TAR(5) | File Formats Manual | TAR(5) |
tar
— format of
tape archive files
The tar
archive format collects any number
of files, directories, and other file system objects (symbolic links, device
nodes, etc.) into a single stream of bytes. The format was originally
designed to be used with tape drives that operate with fixed-size blocks,
but is widely used as a general packaging mechanism.
A tar
archive consists of a series of
512-byte records. Each file system object requires a header record which
stores basic metadata (pathname, owner, permissions, etc.) and zero or more
records containing any file data. The end of the archive is indicated by two
records consisting entirely of zero bytes.
For compatibility with tape drives that use fixed block sizes,
programs that read or write tar files always read or write a fixed number of
records with each I/O operation. These “blocks” are always a
multiple of the record size. The maximum block size supported by early
implementations was 10240 bytes or 20 records. This is still the default for
most implementations although block sizes of 1MiB (2048 records) or larger
are commonly used with modern high-speed tape drives. (Note: the terms
“block” and “record” here are not entirely
standard; this document follows the convention established by John Gilmore
in documenting pdtar
.)
The original tar archive format has been extended many times to include additional information that various implementors found necessary. This section describes the variant implemented by the tar command included in Version 7 AT&T UNIX, which seems to be the earliest widely-used version of the tar program.
The header record for an old-style tar
archive consists of the following:
struct header_old_tar { char name[100]; char mode[8]; char uid[8]; char gid[8]; char size[12]; char mtime[12]; char checksum[8]; char linkflag[1]; char linkname[100]; char pad[255]; };
Early tar implementations varied in how they terminated these fields. The tar command in Version 7 AT&T UNIX used the following conventions (this is also documented in early BSD manpages): the pathname must be null-terminated; the mode, uid, and gid fields must end in a space and a null byte; the size and mtime fields must end in a space; the checksum is terminated by a null and a space. Early implementations filled the numeric fields with leading spaces. This seems to have been common practice until the IEEE Std 1003.1-1988 (“POSIX.1”) standard was released. For best portability, modern implementations should fill the numeric fields with leading zeros.
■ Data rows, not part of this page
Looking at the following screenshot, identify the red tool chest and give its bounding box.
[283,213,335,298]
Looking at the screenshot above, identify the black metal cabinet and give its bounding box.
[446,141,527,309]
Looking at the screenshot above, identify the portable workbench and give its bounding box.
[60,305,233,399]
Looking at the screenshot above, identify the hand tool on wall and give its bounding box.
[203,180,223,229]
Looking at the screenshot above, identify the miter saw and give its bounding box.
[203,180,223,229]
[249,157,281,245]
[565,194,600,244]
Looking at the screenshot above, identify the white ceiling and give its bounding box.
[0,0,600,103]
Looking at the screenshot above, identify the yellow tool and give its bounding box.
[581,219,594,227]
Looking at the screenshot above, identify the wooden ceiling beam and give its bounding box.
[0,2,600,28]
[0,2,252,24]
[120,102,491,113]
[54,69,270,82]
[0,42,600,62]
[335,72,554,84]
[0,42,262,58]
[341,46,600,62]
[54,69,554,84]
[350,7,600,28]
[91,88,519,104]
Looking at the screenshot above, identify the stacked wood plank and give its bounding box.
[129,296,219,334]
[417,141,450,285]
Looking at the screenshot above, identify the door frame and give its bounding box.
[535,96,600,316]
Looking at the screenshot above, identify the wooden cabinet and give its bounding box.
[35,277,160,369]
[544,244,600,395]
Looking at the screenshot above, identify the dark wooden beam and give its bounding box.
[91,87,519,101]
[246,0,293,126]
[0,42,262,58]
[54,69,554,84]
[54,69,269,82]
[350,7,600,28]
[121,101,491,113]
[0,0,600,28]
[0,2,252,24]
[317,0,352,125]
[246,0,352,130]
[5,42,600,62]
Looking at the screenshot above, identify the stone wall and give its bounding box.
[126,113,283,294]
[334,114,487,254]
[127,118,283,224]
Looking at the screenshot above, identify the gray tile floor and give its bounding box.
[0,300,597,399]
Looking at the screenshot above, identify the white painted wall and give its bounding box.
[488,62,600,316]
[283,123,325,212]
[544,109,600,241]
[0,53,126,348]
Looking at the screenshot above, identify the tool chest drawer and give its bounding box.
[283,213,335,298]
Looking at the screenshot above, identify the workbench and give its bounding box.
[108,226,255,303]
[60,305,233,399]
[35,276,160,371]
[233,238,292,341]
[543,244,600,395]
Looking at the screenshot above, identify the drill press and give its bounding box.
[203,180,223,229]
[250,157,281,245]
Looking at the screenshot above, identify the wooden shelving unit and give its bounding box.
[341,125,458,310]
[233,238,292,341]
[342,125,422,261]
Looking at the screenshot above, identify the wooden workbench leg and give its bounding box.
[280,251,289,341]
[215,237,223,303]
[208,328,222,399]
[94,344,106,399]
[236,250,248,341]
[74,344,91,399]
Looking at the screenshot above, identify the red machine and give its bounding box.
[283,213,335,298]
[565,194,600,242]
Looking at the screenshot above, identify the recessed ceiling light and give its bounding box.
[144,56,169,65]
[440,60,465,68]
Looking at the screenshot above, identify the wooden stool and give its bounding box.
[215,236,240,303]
An early draft of IEEE Std 1003.1-1988
(“POSIX.1”) served as the basis for John Gilmore's
pdtar
program and many system implementations from
the late 1980s and early 1990s. These archives generally follow the POSIX
ustar format described below with the following variations:
IEEE Std 1003.1-1988 (“POSIX.1”) defined a standard tar file format to be read and written by compliant implementations of tar(1). This format is often called the “ustar” format, after the magic value used in the header. (The name is an acronym for “Unix Standard TAR”.) It extends the historic format with new fields:
struct header_posix_ustar { char name[100]; char mode[8]; char uid[8]; char gid[8]; char size[12]; char mtime[12]; char checksum[8]; char typeflag[1]; char linkname[100]; char magic[6]; char version[2]; char uname[32]; char gname[32]; char devmajor[8]; char devminor[8]; char prefix[155]; char pad[12]; };
Note that all unused bytes must be set to
NUL
.
Field termination is specified slightly differently by POSIX than
by previous implementations. The magic,
uname, and gname fields must
have a trailing NUL
. The
pathname, linkname, and
prefix fields must have a trailing
NUL
unless they fill the entire field. (In
particular, it is possible to store a 256-character pathname if it happens
to have a / as the 156th character.) POSIX requires
numeric fields to be zero-padded in the front, and requires them to be
terminated with either space or NUL
characters.
Currently, most tar implementations comply with the ustar format, occasionally extending it by adding new fields to the blank area at the end of the header record.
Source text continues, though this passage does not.